If you Google search “Depression” you’ll find the phrase “The Silent Epidemic” comes up a lot.
Since 2004, I’ve tried to be as open about my struggles with depression as much as possible, and letting others know that you aren’t and don’t have to be alone.
I remember sitting in the doctor’s office in 2004 after taking the first step to address why I constantly felt overwhelmed and exhausted. As someone who takes pride in not crying, I was suddenly bursting into tears for what appeared to be very little reason. I had a good job and things were going well for me, so why did I feel like this? After that initial discussion, I felt a small sense of relief but after a few weeks went by, the exhaustion and dark thoughts started to creep back in. This time, my family doctor prescribed medication, signed me off work to regroup, and referred me to a counsellor; however, the damage to my reputation had already been done.
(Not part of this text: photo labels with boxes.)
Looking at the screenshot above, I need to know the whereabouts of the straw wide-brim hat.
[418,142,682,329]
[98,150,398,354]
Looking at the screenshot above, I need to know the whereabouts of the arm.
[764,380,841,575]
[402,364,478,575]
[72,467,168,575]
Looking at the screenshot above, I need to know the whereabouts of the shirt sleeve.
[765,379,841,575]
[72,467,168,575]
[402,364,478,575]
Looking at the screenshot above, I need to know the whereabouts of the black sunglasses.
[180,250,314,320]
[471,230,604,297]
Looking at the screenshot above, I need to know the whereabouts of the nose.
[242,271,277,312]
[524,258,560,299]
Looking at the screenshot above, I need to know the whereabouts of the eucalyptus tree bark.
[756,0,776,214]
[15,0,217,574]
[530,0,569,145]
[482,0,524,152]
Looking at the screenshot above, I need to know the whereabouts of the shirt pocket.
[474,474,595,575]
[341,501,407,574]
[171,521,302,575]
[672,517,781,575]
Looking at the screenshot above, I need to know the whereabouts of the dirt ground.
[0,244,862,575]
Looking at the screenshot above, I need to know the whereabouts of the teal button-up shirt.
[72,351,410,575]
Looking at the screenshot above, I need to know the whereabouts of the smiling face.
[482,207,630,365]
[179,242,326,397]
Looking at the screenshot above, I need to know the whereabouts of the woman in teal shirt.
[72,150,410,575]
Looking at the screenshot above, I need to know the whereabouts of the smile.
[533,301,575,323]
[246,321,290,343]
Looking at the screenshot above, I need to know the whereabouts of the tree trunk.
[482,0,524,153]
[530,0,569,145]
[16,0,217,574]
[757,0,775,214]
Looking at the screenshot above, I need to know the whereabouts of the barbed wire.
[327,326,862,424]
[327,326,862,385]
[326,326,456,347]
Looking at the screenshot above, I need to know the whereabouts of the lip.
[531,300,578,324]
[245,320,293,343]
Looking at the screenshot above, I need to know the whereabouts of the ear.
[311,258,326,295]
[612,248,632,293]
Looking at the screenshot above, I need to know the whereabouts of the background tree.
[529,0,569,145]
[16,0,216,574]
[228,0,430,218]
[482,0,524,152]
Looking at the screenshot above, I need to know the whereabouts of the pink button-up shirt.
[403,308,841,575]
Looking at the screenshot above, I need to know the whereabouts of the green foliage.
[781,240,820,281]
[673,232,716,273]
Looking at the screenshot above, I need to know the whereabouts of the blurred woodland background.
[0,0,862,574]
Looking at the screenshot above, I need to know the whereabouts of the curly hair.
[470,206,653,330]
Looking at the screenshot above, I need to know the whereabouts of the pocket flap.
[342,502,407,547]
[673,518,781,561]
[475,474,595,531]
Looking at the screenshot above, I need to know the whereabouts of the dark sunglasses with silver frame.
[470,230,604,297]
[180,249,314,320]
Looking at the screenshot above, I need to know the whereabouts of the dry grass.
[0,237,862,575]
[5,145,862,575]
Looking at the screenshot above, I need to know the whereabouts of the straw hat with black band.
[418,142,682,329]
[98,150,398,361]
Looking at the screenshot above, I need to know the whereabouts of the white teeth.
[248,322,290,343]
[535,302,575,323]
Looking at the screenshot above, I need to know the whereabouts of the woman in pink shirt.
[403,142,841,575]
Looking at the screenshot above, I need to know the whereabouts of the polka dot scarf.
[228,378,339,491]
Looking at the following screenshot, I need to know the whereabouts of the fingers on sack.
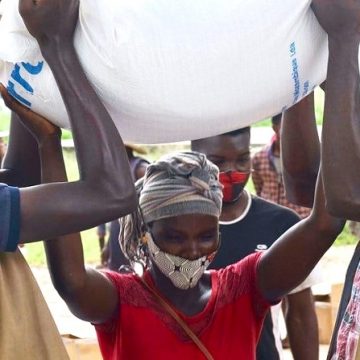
[0,83,29,114]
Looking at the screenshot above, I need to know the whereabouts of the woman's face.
[150,214,219,260]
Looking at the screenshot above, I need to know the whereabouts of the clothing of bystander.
[251,114,311,218]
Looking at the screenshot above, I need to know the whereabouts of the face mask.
[147,234,216,290]
[219,170,250,203]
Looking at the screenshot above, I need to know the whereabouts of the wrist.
[39,38,76,63]
[329,35,360,56]
[37,133,61,150]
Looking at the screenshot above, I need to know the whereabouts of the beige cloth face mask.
[0,250,69,360]
[146,233,217,290]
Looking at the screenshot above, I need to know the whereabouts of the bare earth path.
[27,246,354,360]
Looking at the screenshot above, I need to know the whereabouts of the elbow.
[284,177,316,208]
[103,182,139,219]
[308,214,346,243]
[51,274,85,302]
[325,190,360,221]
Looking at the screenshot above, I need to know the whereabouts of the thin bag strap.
[140,277,214,360]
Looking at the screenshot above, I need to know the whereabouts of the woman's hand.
[0,84,61,145]
[19,0,79,47]
[311,0,360,41]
My colleagues felt I was using my depression as an excuse to get more time off work, nobody really took the time or had the courtesy to ask if I was ok or to find out what was wrong. Talking with the counsellor helped me though, as did the group sessions held at the clinic. I learned that I wasn’t on my own even though at times it felt that way. Once I began to open up, more and more people seemed to be comfortable to admit the challenges they’d been through. With their help, I was able to come off the medication and I learned new skills and tools to help cope with the day-to-day stressors.
I think the moving to Canada from the U.K acted more as a distraction, a positive event that I could work towards. It was stressful making such a large change to my life at the time, but I knew that it was a good move. Once I got here, immersing myself in my new surroundings, learning new things in my job, and studying for my degree. Basically pushing myself so I didn’t have time to fall back into my old self.
I have been quite open about my depression here, at least at work. If I felt myself becoming overwhelmed or burned out, I would say so… But just because I now have the tools and skills to handle my depression, doesn’t mean it’s been plain sailing for me. I am by no means cured, I still have my dark days, but I’m no longer keeping them to myself. I step back and remember I’ve been there before and I had the strength then to push through it. I’m no longer afraid to admit to loved ones when I’m struggling and I make a point of taking the time to do things that help me cope, like cycling, and getting out into the country.
I’ve always enjoyed cycling but as I got older and into cars, it fell by the wayside. Knowing that activity and movement help in stress and anxiety management, I start riding again in 2013, and began taking part in charity group rides (Conquer Cancer and MS Bike Tour). This year, I was made aware of and took part in the “Ride Don’t Hide” Event, riding the full 105KM route, riding with a friend from my local cycle club. Being able to ride in support of a charity doing work to help people like myself means a lot and hope to be able to put a team together for future rides.